If you run a small data center and have capped bandwidth you don't want to be delivering bulk data to customers. It is better to place the data in the cloud and redirect your customers to get the data there. Amazon's S3 is a good place for that as creating a public URL is trivial. If the data is not public then S3 has a simple mechanism for enabling you to authenticate access. To do this you run your own authentication service; this service prepares a signed, time limited URL that you give to the client to use to download the data from S3. The network interaction is all done within SSL and so you don't need to worry about the URL escaping into the wild and even if it did the loss is time limited.

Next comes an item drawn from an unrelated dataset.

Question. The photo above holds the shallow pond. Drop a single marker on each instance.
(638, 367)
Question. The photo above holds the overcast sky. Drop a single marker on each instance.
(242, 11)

The AWS S3 service calls this a non-anonymous request URL. For example, if your data is in the "2019-Q4.tsv" item in the "com.andrewgilmartin.bucket1" bucket the URL is

https://s3.amazonaws.com/com.andrewgilmartin.bucket1/2019-Q4.tsv

Your authentication service will (after authenticating the user) redirect the user's HTTP client to the URL

https://s3.amazonaws.com/com.andrewgilmartin.bucket1/2019-Q4.tsv
    ?AWSAccessKeyId=<<AWS_ACCESS_KEY>>
    &Expires=<<EXPIRES>>
    &Signature=<<SIGNATURE>>

This is the non-anonymous request URL. The <<SIGNATURE>> is a base64 encoding of an SHA1 encryption of the HTTP method ("GET"), the path ("/com.andrewgilmartin.bucket1/2019-Q4.tsv"), and the expiration time (<<EXPIRES>>). The <<AWS_ACCESS_KEY>> corresponding secret key is used for the encryption. An example Java implementation is at S3RestAuthenticationUrlFactory.

For any of this to work you will need an AWS access key id and secret key that is associated with an IAM user with a policy to access the S3 bucket. If you have not done this before the video AWS S3 Bucket Security, Restrict Privileges to User using IAM Policy is a good tutorial. If you only want to allow read access then remove the "s3:PutObject" and "s3:DeleteObject" actions from the example policy.